The reverse vending machine only accepts aluminum cans and plastic bottles.

In August, Lafayette College installed an Atlas Reverse Vending Machine in the Farinon Student Center, which was brought in with the help of the Lafayette Office of Sustainability, Bon Appetit and Coca-Cola. Not only is it new to Lafayette’s ever-growing campus, but the reverse vending machine is also the first of its kind in Pennsylvania. 

The machine crushes recyclables in order to create more storage space, which ultimately allows it to hold up to 1000 items. It also exclusively takes aluminum cans and plastic bottles, which reminds students of what should and should not be recycled. 

“The machine has sensor technology, which allows it to identify recyclables as they enter through the conveyor belt opening,” Christopher Brown, manager of Bon Appetit wrote in an email. “It also allows for promotions and challenges through an interactive screen display. Students can compete for the highest recycling rates or win prizes for their participation.” 

Many students have spoken highly of the machine, which is so popular that it often fills up.  

“[My] friends have tried to use the machine but it’s often full and has to be reset,” Ellie Pisacane ‘25 said. 

The reverse vending machine has been praised among students involved with sustainability and climate activism. This project is just one of the many steps Lafayette has taken in order to meet its carbon neutrality goal by 2035. 

“[We are] working closely with the College’s sustainability department on waste reduction … while following our Bon Appetit standards and principles,” Brown wrote. 

Sustainability Director Samantha Smith said that she is looking forward to “incorporating challenges and competitions to further increase usage of the machine and understanding of recycling on campus.” 

These creative ideas implemented by the Office of Sustainability were preceded by confusion over recycling on campus. 
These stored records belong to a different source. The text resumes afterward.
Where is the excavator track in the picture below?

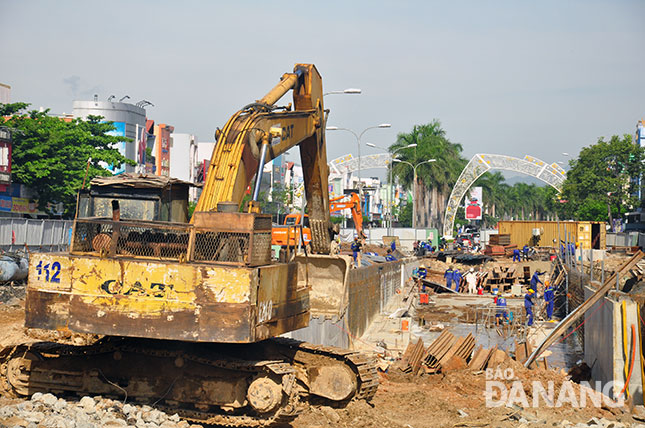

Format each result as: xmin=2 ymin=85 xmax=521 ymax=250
xmin=0 ymin=338 xmax=301 ymax=427
xmin=271 ymin=337 xmax=379 ymax=404
xmin=0 ymin=337 xmax=378 ymax=427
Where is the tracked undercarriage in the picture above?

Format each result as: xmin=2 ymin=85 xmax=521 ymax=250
xmin=0 ymin=337 xmax=378 ymax=426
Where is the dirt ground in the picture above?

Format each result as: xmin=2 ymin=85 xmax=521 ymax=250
xmin=292 ymin=361 xmax=633 ymax=428
xmin=0 ymin=282 xmax=632 ymax=428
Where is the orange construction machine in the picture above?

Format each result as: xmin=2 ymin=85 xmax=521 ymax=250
xmin=271 ymin=193 xmax=365 ymax=247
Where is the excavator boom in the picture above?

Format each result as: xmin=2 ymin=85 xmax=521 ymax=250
xmin=0 ymin=64 xmax=378 ymax=428
xmin=191 ymin=64 xmax=331 ymax=254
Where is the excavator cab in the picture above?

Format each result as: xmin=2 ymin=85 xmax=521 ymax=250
xmin=78 ymin=174 xmax=192 ymax=223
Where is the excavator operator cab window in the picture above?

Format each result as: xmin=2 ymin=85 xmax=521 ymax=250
xmin=284 ymin=216 xmax=309 ymax=227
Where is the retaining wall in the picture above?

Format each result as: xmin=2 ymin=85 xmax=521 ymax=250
xmin=584 ymin=287 xmax=643 ymax=404
xmin=285 ymin=258 xmax=422 ymax=349
xmin=0 ymin=218 xmax=73 ymax=252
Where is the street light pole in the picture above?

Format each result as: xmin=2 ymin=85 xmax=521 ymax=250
xmin=326 ymin=123 xmax=392 ymax=187
xmin=365 ymin=143 xmax=417 ymax=236
xmin=392 ymin=158 xmax=437 ymax=231
xmin=323 ymin=88 xmax=363 ymax=97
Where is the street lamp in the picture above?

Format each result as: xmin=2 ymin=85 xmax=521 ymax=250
xmin=392 ymin=158 xmax=437 ymax=229
xmin=365 ymin=143 xmax=417 ymax=232
xmin=325 ymin=123 xmax=392 ymax=187
xmin=323 ymin=88 xmax=363 ymax=96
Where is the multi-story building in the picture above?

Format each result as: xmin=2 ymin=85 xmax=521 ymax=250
xmin=72 ymin=97 xmax=146 ymax=174
xmin=0 ymin=83 xmax=11 ymax=104
xmin=153 ymin=123 xmax=175 ymax=177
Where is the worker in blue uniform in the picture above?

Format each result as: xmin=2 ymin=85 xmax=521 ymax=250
xmin=524 ymin=288 xmax=535 ymax=326
xmin=531 ymin=269 xmax=546 ymax=290
xmin=443 ymin=266 xmax=453 ymax=288
xmin=544 ymin=281 xmax=555 ymax=321
xmin=351 ymin=236 xmax=363 ymax=268
xmin=452 ymin=268 xmax=461 ymax=293
xmin=495 ymin=290 xmax=508 ymax=325
xmin=417 ymin=265 xmax=428 ymax=293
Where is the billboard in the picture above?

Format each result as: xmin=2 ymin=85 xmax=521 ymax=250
xmin=0 ymin=128 xmax=11 ymax=186
xmin=464 ymin=187 xmax=483 ymax=220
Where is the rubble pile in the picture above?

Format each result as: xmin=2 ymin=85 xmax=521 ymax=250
xmin=0 ymin=392 xmax=201 ymax=428
xmin=0 ymin=284 xmax=27 ymax=306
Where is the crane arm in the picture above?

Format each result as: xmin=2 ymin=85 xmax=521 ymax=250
xmin=329 ymin=193 xmax=365 ymax=238
xmin=195 ymin=64 xmax=331 ymax=253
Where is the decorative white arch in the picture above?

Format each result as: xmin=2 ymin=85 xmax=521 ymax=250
xmin=443 ymin=153 xmax=567 ymax=236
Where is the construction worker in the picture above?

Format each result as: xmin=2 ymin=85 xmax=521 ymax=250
xmin=495 ymin=290 xmax=508 ymax=325
xmin=524 ymin=288 xmax=535 ymax=327
xmin=417 ymin=264 xmax=428 ymax=293
xmin=465 ymin=268 xmax=477 ymax=294
xmin=443 ymin=266 xmax=454 ymax=289
xmin=544 ymin=281 xmax=555 ymax=321
xmin=452 ymin=268 xmax=461 ymax=293
xmin=352 ymin=236 xmax=363 ymax=268
xmin=531 ymin=269 xmax=546 ymax=290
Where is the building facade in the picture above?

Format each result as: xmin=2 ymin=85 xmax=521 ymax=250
xmin=170 ymin=132 xmax=199 ymax=183
xmin=0 ymin=83 xmax=11 ymax=104
xmin=72 ymin=99 xmax=146 ymax=174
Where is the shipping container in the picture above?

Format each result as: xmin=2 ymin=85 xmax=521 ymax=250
xmin=497 ymin=220 xmax=607 ymax=250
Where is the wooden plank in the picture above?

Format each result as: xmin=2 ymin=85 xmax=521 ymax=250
xmin=468 ymin=345 xmax=488 ymax=370
xmin=524 ymin=251 xmax=644 ymax=367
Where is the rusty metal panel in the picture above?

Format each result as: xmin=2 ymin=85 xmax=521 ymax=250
xmin=256 ymin=264 xmax=309 ymax=337
xmin=347 ymin=263 xmax=388 ymax=337
xmin=25 ymin=288 xmax=70 ymax=330
xmin=296 ymin=254 xmax=351 ymax=318
xmin=498 ymin=220 xmax=606 ymax=249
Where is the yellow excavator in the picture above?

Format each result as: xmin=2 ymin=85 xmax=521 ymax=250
xmin=0 ymin=64 xmax=378 ymax=426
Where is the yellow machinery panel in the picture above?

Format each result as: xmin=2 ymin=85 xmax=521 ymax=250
xmin=26 ymin=254 xmax=309 ymax=343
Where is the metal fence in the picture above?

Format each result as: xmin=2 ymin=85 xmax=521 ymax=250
xmin=0 ymin=218 xmax=73 ymax=252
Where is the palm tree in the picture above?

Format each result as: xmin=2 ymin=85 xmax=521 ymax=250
xmin=390 ymin=119 xmax=467 ymax=228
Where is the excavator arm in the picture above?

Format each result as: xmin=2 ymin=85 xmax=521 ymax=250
xmin=329 ymin=193 xmax=365 ymax=238
xmin=195 ymin=64 xmax=331 ymax=254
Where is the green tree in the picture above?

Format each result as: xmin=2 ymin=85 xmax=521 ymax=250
xmin=0 ymin=103 xmax=135 ymax=217
xmin=389 ymin=119 xmax=467 ymax=228
xmin=562 ymin=134 xmax=644 ymax=226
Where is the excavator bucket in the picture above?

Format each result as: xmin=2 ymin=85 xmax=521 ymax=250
xmin=296 ymin=254 xmax=351 ymax=318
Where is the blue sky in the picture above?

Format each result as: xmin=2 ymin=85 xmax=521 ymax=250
xmin=0 ymin=0 xmax=645 ymax=176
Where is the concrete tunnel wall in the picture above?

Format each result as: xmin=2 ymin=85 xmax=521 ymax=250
xmin=584 ymin=287 xmax=643 ymax=404
xmin=285 ymin=258 xmax=422 ymax=349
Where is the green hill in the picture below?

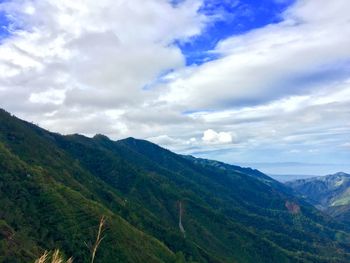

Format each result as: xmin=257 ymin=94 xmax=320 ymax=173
xmin=0 ymin=108 xmax=350 ymax=263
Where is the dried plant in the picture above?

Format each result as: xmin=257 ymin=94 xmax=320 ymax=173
xmin=91 ymin=216 xmax=106 ymax=263
xmin=35 ymin=249 xmax=73 ymax=263
xmin=35 ymin=216 xmax=106 ymax=263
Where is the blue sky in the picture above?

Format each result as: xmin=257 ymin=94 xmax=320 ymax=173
xmin=0 ymin=0 xmax=350 ymax=178
xmin=177 ymin=0 xmax=294 ymax=65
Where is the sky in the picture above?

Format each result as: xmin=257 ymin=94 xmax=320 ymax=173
xmin=0 ymin=0 xmax=350 ymax=175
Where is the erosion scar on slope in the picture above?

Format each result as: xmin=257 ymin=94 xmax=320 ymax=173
xmin=179 ymin=201 xmax=186 ymax=237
“Many of my roommates and I wouldn’t know where the appropriate places to recycle were,” Pisacane said. “Our dorms didn’t really promote recycling on a regular basis and this new feature to campus will definitely educate students a lot more.”

On top of raising awareness for recycling, the new machine has been referred to as a stepping stone to help improve climate activism on a local level.

“It’s important to partake in renewable energy to improve the world and environment, and expanding things like this on campus certainly helps. Machines like this on campus could be eventually used throughout Easton,” Chris Allen ‘26 said. “[The machine] will help lower emissions in our community and every step in combating climate change matters on a local level. A healthier world and relying on knowledge of climate science is the first step to a more sustainable community.”